Colombia: Court backs referendum on peace deal with FARC

Colombia: Court backs referendum on peace deal with FARC

Colombia's President Juan Manuel Santos speaks during a Presidential address in Bogota, Colombia, July 18, 2016. REUTERS photo

Colombia’s constititutional court gave its approval on July 18 for a popular referendum on a historic peace deal being negotiated with FARC rebels.

“There is a green light for us, the Colombian people, to approve the peace deal with our votes,” President Juan Manuel Santos said.

The top court held more than eight hours of deliberations before giving its go-ahead to a government bill on the plebiscite, which has already been approved by Congress.

The Colombian government and the Marxist Revolutionary Armed Forces of Colombia (FARC) are in the final phase of four years of talks that it is hoped will result in a peace deal putting to an end a half-a-century of conflict.

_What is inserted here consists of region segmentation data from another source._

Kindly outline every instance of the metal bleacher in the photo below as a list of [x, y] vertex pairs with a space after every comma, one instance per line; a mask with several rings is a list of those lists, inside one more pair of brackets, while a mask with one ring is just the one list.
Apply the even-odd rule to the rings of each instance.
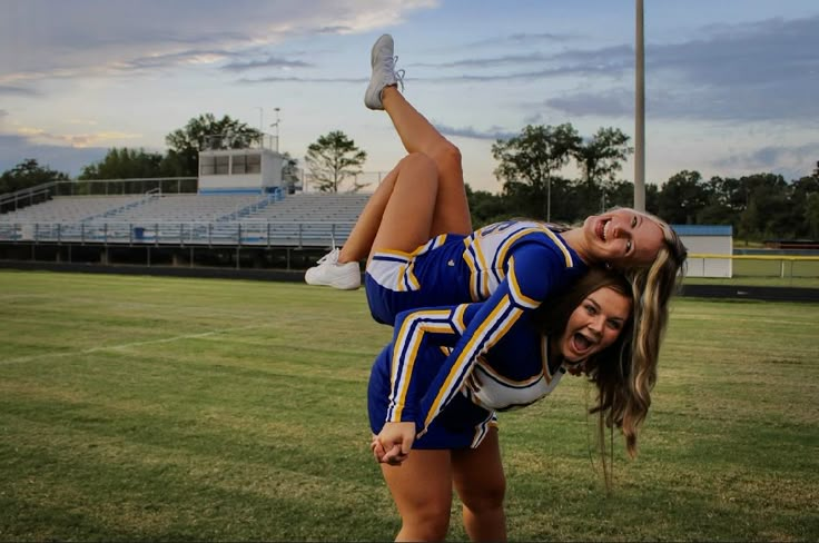
[[368, 194], [55, 197], [0, 214], [0, 240], [152, 245], [342, 245]]

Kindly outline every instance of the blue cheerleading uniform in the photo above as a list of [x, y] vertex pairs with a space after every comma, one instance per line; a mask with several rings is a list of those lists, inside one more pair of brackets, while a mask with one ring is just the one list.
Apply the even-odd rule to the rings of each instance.
[[489, 300], [499, 290], [516, 306], [534, 308], [586, 269], [546, 225], [507, 220], [470, 236], [436, 236], [412, 253], [378, 251], [367, 265], [365, 288], [373, 318], [392, 325], [403, 310]]
[[[496, 412], [530, 405], [554, 389], [566, 366], [549, 359], [549, 338], [531, 322], [531, 313], [492, 348], [463, 348], [465, 339], [470, 343], [466, 332], [485, 324], [486, 306], [398, 315], [393, 342], [371, 373], [373, 433], [386, 422], [413, 422], [418, 432], [414, 448], [474, 448], [496, 426]], [[464, 357], [464, 352], [477, 354]]]

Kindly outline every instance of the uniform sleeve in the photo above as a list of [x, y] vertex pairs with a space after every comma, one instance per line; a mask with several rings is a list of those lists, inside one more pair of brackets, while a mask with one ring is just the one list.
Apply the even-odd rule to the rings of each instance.
[[393, 365], [386, 422], [415, 422], [417, 405], [481, 303], [399, 313], [393, 333]]
[[485, 354], [568, 278], [562, 256], [545, 245], [524, 244], [509, 258], [506, 276], [492, 296], [476, 307], [454, 349], [418, 403], [416, 427], [423, 433], [458, 392], [478, 356]]

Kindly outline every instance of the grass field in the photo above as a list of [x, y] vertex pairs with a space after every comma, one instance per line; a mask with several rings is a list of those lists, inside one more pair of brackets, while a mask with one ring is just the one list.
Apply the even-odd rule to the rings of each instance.
[[[361, 292], [0, 272], [0, 540], [391, 540]], [[592, 391], [501, 414], [517, 541], [819, 540], [819, 305], [680, 298], [641, 454]], [[451, 540], [464, 540], [455, 509]]]

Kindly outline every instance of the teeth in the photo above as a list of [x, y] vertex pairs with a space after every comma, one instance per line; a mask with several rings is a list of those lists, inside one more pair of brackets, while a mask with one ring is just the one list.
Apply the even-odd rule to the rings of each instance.
[[580, 351], [585, 351], [591, 346], [591, 342], [583, 334], [574, 334], [574, 343], [578, 344]]

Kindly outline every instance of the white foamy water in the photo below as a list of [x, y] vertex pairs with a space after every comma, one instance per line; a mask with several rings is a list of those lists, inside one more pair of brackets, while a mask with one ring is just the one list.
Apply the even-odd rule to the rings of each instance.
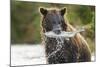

The rebels last month signed a cease-fire and disarmament deal with the government, with the aim of becoming a political party.

The government said it hoped to move on to a full peace deal within weeks.

Alejo Vargas, an analyst at the National University’s Center for Reflection and Monitoring of the Peace Dialogues, has said government supporters of the peace deal are in the majority. 

In a referendum, he estimated, “up to 70 percent would vote ‘Yes.’”

A unit of Colombia’s FARC rebel group, the Armando Rios First Front, said July 6 that it will not lay down arms or demobilize under the potential peace deal with the government.

Columbia’s ambassador to Turkey expressed July 11 high hopes for the eventual outcome of the peace deal being negotiated. 

“The conflict in Colombia with FARC, it [has been going on for] more or less 55 years,” the ambassador said in an exclusive interview with the Hürriyet Daily News.